- Born: 15 August 1895 Birži parish, Courland Governorate, Russian Empire (now Latvia)
- Died: 25 December 1941 (aged 46) Astrakhan, Soviet Union
- Occupations: writer, translator, officer
- Spouse: Alīde Grīna
- Writing career
- Genres: Prose, translation

= Aleksandrs Grīns =

Latvian author, officer and journalist (1895–1941)
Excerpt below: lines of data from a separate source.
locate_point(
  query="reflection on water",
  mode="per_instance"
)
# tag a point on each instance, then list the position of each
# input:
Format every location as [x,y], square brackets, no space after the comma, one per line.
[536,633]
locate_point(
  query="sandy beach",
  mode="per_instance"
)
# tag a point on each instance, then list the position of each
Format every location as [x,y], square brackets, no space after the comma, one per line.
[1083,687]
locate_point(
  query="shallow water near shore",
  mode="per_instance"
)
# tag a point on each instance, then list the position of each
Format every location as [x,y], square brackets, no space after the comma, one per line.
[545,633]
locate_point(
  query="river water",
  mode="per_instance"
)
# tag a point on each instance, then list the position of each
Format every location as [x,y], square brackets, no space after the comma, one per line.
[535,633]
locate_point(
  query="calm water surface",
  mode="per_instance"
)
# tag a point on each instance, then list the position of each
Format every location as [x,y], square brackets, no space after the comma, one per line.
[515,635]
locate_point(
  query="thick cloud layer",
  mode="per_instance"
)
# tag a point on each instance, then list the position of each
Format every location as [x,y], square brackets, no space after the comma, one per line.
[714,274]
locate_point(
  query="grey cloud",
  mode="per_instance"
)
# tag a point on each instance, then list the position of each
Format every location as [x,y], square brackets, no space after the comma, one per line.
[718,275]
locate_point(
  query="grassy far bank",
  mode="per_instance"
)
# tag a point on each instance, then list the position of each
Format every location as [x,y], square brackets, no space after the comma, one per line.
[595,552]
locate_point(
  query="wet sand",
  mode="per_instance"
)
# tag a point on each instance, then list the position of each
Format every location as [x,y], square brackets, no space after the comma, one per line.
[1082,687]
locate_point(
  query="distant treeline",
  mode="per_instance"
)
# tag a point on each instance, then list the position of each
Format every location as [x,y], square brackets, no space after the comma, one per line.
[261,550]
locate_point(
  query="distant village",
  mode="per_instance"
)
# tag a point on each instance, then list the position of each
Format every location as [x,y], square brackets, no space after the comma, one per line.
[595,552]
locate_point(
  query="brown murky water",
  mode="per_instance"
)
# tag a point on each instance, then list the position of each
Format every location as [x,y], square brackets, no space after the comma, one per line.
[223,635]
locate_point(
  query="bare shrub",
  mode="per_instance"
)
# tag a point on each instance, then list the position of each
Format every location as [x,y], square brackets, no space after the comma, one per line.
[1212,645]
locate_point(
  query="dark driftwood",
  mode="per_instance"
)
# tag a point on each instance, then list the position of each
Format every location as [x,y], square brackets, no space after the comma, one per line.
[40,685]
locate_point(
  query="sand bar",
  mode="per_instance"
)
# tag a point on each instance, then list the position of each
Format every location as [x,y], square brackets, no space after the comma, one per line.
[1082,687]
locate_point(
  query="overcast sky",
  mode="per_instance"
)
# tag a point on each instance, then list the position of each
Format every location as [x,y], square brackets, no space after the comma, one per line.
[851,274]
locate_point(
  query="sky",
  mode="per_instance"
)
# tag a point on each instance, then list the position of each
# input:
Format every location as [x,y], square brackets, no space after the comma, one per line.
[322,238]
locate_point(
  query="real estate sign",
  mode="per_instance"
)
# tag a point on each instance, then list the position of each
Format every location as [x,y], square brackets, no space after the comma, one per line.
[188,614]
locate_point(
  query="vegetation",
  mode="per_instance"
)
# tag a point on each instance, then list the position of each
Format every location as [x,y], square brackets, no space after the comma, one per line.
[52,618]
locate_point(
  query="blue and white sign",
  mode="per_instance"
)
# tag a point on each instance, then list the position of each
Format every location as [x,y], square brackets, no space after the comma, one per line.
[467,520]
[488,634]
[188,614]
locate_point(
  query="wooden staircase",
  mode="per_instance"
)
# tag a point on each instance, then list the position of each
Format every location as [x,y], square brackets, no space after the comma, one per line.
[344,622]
Aleksandrs Grīns (15 August 1895 – 25 December 1941) was a Latvian writer, translator and army officer. He has written many novels and stories, many of them historic. Most of his works were banned in the Soviet Union from 1945 until 1991. He was awarded the Order of the Three Stars (IV and V class) and Order of Viesturs (III class).

== Biography ==
Aleksandrs Grīns was born as Jēkabs Grīns on 15 August 1895 in Birži parish, Courland Governorate. He has studied in a local parish school and later also in Jēkabpils Merchant school and Rūjiena Gymnasium. In 1914 he graduated Realschule in Cēsis. He wanted to study medicine at the University of Tartu but due to the start of First World War he went to Moscow to study at Alekseyevskoye military school. After a few months, he was sent to the front with the rank of praporschik.
In 1916 Grīns managed to get permission to join a Latvian Riflemen unit. He was first deployed to a Reserve battalion in Tartu, but was later sent to the front lines near Olaine. During this period, he changed his name from Jēkabs to Aleksandrs.

In 1917 Grīns was seriously wounded during the Battle of Jugla in the first days of September, and he was evacuated to St. Petersburg. After treatment, he was demobilized in April 1918 and returned to his native homestead in Latvia. Later he went to study medicine at the University of Tartu. While in Tartu, he was mobilized into the Soviet Red Army in the beginning of 1919. When the Red Army was retreating from Courland, Grīns deserted in Bauska and joined a Latvian brigade under Colonel Jānis Balodis. After the liberation of Riga, Grīns resumed his medicine studies at the newly established University of Latvia in autumn 1919. In 1924 Grīns was demobilized from the Latvian army with the rank of captain.

After 1920 Grīns worked as a journalist, first in the military newspaper Latvijas Kareivis, and later in Latvis and Brīvā Zeme. In addition, Grīns started to write historical novels and stories.
In autumn 1939 Grīns returned to active military service. After the Soviet occupation of Latvia in June 1940, Grīns was sent to a military camp in Litene parish. In June 1941 several hundred Latvian officers from this camp, including Grīns, were arrested by NKVD. Grīns was imprisoned in Riga and interrogated. After Operation Barbarossa started, Grīns was sent to Russia and imprisoned in an Astrakhan prison. In October, he was sentenced to death, and on 25 December he was shot dead in prison.

== Literature ==
Aleksandrs Grīns is known for several successful historical novels. Most notable is the novel "Blizzard of Souls" (Dvēseļu Putenis), where the main protagonist is a young Latvian schoolboy who enlists in a Latvian Riflemen battalion and participates in battles in Latvia and, later, the Russian Civil War. In this novel, he used his own experiences and memories during the First World War. Other notable works are Nameja Gredzens (Ring of Namejs), about ancient Semigallian duke Nameisis, and Tobago, about Courlander colonists of the island in the 17th century. Besides novels, he also translated Erich Maria Remarque's All Quiet on the Western Front and Ludwig Renn's War [de] into Latvian.